Comprendre la transformation socialiste de marché de la Chine et du Viêt-Nam
Connus comme les «usines du monde», la Chine et le Viêt-Nam ont connu des changements radicaux depuis leurs réformes respectives dans les années 1980. Dirigés par des partis communistes, ces pays ont subi des transformations capitalistes qui ont complètement modifié la façon dont les gens ordinaires vivent et travaillent, ainsi que l’organisation de l’économie. «La croissance économique, l’industrialisation rapide et l’urbanisation ont donné naissance à des paysages de production, de consommation et de mobilité entièrement nouveaux, qui créent à la fois de nouvelles opportunités et de nouveaux défis pour ces pays», explique Minh Nguyen, professeure d’anthropologie sociale à l’université de Bielefeld(s’ouvre dans une nouvelle fenêtre).
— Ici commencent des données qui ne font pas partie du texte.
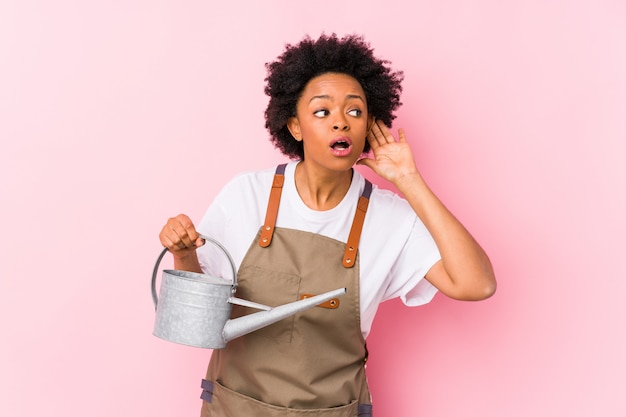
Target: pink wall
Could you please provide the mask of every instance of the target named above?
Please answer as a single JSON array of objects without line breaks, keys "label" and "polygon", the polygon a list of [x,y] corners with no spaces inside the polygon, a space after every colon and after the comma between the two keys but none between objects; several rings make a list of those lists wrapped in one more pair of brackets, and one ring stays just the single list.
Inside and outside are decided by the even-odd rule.
[{"label": "pink wall", "polygon": [[499,278],[381,308],[377,415],[626,415],[624,2],[211,3],[0,4],[0,415],[197,415],[210,352],[151,335],[157,233],[283,160],[263,64],[321,31],[405,71],[396,127]]}]

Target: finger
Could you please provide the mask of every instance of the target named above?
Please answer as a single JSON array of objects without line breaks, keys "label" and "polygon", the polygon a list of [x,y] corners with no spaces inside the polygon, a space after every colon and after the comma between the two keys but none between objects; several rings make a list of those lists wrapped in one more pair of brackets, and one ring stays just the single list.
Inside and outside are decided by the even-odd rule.
[{"label": "finger", "polygon": [[384,123],[380,123],[380,124],[377,123],[377,125],[378,125],[377,126],[378,127],[377,140],[381,145],[384,145],[387,143],[394,143],[396,141],[394,136],[391,134],[391,131]]},{"label": "finger", "polygon": [[404,129],[402,128],[398,129],[398,141],[406,142],[406,133],[404,132]]},{"label": "finger", "polygon": [[177,251],[177,250],[181,250],[180,244],[177,242],[174,242],[170,236],[166,235],[166,234],[162,234],[160,236],[160,240],[161,240],[161,244],[163,245],[163,247],[167,248],[169,251]]},{"label": "finger", "polygon": [[180,249],[187,249],[194,246],[193,242],[195,241],[195,239],[191,239],[187,230],[184,227],[173,226],[170,230],[172,231],[172,236],[175,237],[172,240]]},{"label": "finger", "polygon": [[367,139],[372,149],[376,149],[384,143],[382,132],[380,131],[380,127],[378,126],[378,120],[372,125],[369,133],[367,134]]},{"label": "finger", "polygon": [[188,240],[188,238],[180,237],[180,240],[177,243],[178,249],[180,250],[184,250],[190,247],[190,244],[185,242],[185,240]]},{"label": "finger", "polygon": [[378,144],[378,141],[376,140],[376,135],[374,134],[374,132],[372,132],[372,130],[370,130],[370,132],[367,134],[367,141],[370,144],[370,147],[372,148],[372,150],[378,148],[380,145]]},{"label": "finger", "polygon": [[194,247],[194,242],[198,239],[193,222],[184,214],[171,218],[166,227],[169,227],[169,238],[180,249]]},{"label": "finger", "polygon": [[196,230],[196,227],[194,226],[193,222],[191,221],[191,219],[189,219],[189,217],[184,216],[184,218],[181,219],[181,224],[185,228],[185,232],[187,236],[189,237],[189,240],[193,242],[195,246],[195,242],[200,238],[200,234]]},{"label": "finger", "polygon": [[165,235],[166,247],[170,250],[187,249],[191,242],[189,238],[185,238],[185,234],[180,229],[177,230],[175,226],[167,225],[166,228],[168,229]]},{"label": "finger", "polygon": [[172,228],[170,222],[172,219],[169,219],[165,226],[161,229],[161,233],[159,233],[159,240],[161,241],[161,245],[172,250],[178,249],[176,246],[178,244],[178,235],[172,234]]},{"label": "finger", "polygon": [[391,130],[386,126],[386,125],[382,125],[380,127],[380,131],[382,132],[382,134],[385,137],[385,143],[394,143],[396,142],[396,138],[393,135],[393,133],[391,133]]},{"label": "finger", "polygon": [[[381,130],[381,123],[382,122],[377,120],[372,126],[370,134],[368,135],[368,137],[371,137],[370,144],[375,147],[378,147],[387,143],[385,134]],[[382,126],[384,126],[384,124],[382,124]]]}]

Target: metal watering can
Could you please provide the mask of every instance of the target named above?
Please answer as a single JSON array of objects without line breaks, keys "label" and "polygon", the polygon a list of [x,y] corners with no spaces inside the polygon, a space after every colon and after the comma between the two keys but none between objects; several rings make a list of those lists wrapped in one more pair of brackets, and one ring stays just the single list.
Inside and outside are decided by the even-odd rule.
[{"label": "metal watering can", "polygon": [[[218,241],[200,236],[224,252],[230,262],[233,281],[195,272],[164,270],[160,299],[156,291],[159,265],[167,249],[159,255],[152,273],[152,300],[156,309],[153,334],[182,345],[222,349],[226,343],[298,312],[315,307],[346,293],[339,288],[324,294],[294,301],[278,307],[242,300],[235,297],[237,270],[230,254]],[[258,313],[231,319],[232,305],[259,309]]]}]

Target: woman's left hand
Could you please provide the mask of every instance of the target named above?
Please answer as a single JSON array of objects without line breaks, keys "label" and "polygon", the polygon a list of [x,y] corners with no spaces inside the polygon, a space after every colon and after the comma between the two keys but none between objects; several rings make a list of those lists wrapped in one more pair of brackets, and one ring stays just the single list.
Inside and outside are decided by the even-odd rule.
[{"label": "woman's left hand", "polygon": [[387,126],[377,120],[367,134],[367,140],[374,157],[363,158],[357,161],[357,164],[369,167],[377,175],[392,183],[407,176],[419,175],[404,129],[398,129],[396,140]]}]

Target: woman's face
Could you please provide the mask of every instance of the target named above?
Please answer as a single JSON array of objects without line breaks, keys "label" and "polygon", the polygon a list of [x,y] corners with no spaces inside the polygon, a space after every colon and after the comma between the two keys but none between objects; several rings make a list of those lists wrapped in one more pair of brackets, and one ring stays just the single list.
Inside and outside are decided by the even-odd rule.
[{"label": "woman's face", "polygon": [[363,153],[371,122],[361,84],[346,74],[327,73],[308,82],[287,127],[303,142],[306,164],[345,171]]}]

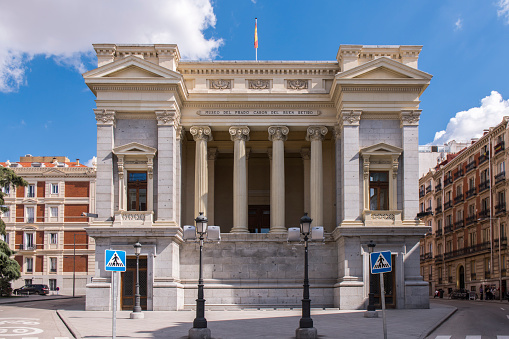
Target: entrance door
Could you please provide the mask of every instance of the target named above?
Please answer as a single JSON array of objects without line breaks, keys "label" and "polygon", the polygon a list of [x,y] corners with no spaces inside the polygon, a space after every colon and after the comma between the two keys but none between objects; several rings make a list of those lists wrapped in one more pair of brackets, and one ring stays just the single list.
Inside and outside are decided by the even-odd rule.
[{"label": "entrance door", "polygon": [[[127,257],[126,271],[122,273],[122,310],[132,310],[136,293],[136,257]],[[147,258],[140,257],[140,305],[147,309]]]},{"label": "entrance door", "polygon": [[[396,255],[392,255],[392,272],[384,273],[385,307],[396,308]],[[371,271],[371,270],[370,270]],[[373,293],[375,294],[375,307],[382,308],[380,299],[380,274],[369,273],[373,279]]]},{"label": "entrance door", "polygon": [[270,205],[250,205],[248,227],[251,233],[269,233]]},{"label": "entrance door", "polygon": [[459,268],[458,285],[460,289],[465,288],[465,268],[463,265],[461,265]]}]

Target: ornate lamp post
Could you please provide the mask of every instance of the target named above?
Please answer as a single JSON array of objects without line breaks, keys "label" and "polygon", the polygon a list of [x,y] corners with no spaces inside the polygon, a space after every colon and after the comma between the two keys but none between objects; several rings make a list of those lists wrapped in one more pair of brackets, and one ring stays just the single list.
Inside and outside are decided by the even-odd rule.
[{"label": "ornate lamp post", "polygon": [[145,316],[140,306],[140,252],[141,244],[134,244],[134,254],[136,254],[136,292],[134,294],[134,307],[131,312],[131,319],[143,319]]},{"label": "ornate lamp post", "polygon": [[[376,244],[373,242],[373,240],[369,241],[368,251],[369,253],[373,253],[373,250],[375,249]],[[369,279],[369,302],[368,302],[368,309],[367,312],[364,313],[364,317],[366,318],[378,318],[378,313],[376,313],[375,308],[375,293],[373,292],[373,284],[374,279]]]}]

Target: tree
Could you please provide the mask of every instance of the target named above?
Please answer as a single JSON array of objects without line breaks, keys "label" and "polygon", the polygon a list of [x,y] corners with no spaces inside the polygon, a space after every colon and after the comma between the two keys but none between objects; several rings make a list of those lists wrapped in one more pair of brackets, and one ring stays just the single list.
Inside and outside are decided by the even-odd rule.
[{"label": "tree", "polygon": [[[28,183],[11,169],[0,167],[0,188],[8,187],[10,189],[14,186],[27,185]],[[3,190],[0,190],[0,210],[2,212],[7,211],[4,196]],[[0,219],[0,234],[3,236],[6,234],[5,223],[2,219]],[[21,276],[18,262],[11,258],[15,253],[5,241],[0,240],[0,296],[11,294],[11,281]]]}]

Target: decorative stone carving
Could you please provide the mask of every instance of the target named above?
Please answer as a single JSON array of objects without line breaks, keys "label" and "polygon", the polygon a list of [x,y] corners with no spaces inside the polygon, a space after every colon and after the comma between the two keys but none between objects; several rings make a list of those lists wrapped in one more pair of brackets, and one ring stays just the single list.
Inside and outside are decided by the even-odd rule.
[{"label": "decorative stone carving", "polygon": [[400,113],[400,127],[418,126],[420,116],[421,116],[421,110],[401,111],[401,113]]},{"label": "decorative stone carving", "polygon": [[210,89],[231,89],[232,81],[231,80],[209,80]]},{"label": "decorative stone carving", "polygon": [[341,126],[334,126],[332,133],[334,133],[334,140],[341,140]]},{"label": "decorative stone carving", "polygon": [[105,109],[94,109],[95,120],[97,124],[114,125],[115,124],[115,111]]},{"label": "decorative stone carving", "polygon": [[286,126],[269,126],[269,140],[282,140],[286,141],[288,132],[290,130]]},{"label": "decorative stone carving", "polygon": [[249,127],[247,126],[231,126],[230,129],[228,130],[228,132],[230,132],[230,137],[232,139],[232,141],[235,141],[235,140],[244,140],[244,141],[248,141],[249,140]]},{"label": "decorative stone carving", "polygon": [[161,110],[155,111],[158,125],[174,125],[175,122],[178,124],[178,117],[176,111]]},{"label": "decorative stone carving", "polygon": [[212,141],[212,130],[209,126],[192,126],[189,132],[191,132],[194,141]]},{"label": "decorative stone carving", "polygon": [[361,121],[361,113],[362,111],[341,111],[341,122],[343,126],[348,125],[359,125]]},{"label": "decorative stone carving", "polygon": [[256,79],[247,81],[249,89],[270,89],[270,80]]},{"label": "decorative stone carving", "polygon": [[184,141],[183,136],[185,135],[185,131],[186,129],[183,126],[177,126],[175,128],[176,138],[177,140],[180,140],[180,142]]},{"label": "decorative stone carving", "polygon": [[398,177],[398,168],[399,168],[398,157],[393,156],[392,157],[392,178],[393,179],[396,179]]},{"label": "decorative stone carving", "polygon": [[325,126],[309,126],[307,130],[306,140],[322,141],[329,130]]},{"label": "decorative stone carving", "polygon": [[117,160],[117,169],[118,169],[118,178],[120,180],[124,179],[124,156],[119,155]]},{"label": "decorative stone carving", "polygon": [[272,147],[267,148],[267,156],[269,160],[272,161]]},{"label": "decorative stone carving", "polygon": [[369,155],[365,155],[363,157],[364,161],[363,161],[363,164],[362,164],[362,168],[363,168],[363,173],[364,173],[364,179],[368,179],[369,178]]},{"label": "decorative stone carving", "polygon": [[309,148],[303,148],[300,150],[300,156],[302,157],[302,159],[304,160],[309,160],[310,156],[311,156],[311,150]]},{"label": "decorative stone carving", "polygon": [[287,87],[288,89],[307,89],[308,88],[308,81],[304,79],[292,79],[287,80]]},{"label": "decorative stone carving", "polygon": [[216,160],[217,158],[217,148],[211,147],[207,150],[207,160]]},{"label": "decorative stone carving", "polygon": [[371,212],[371,219],[372,220],[394,220],[395,215],[394,215],[394,213]]}]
L’un de ces défis est la fourniture d’une aide sociale aux centaines de millions de travailleurs migrants ruraux, dont beaucoup sont employés dans les usines mondiales qui produisent des biens de consommation pour le monde entier. Avec le soutien du projet WelfareStruggles financé par l’UE, Minh Nguyen souhaite faire la lumière sur la manière dont les gouvernements de ces pays relèvent ces défis.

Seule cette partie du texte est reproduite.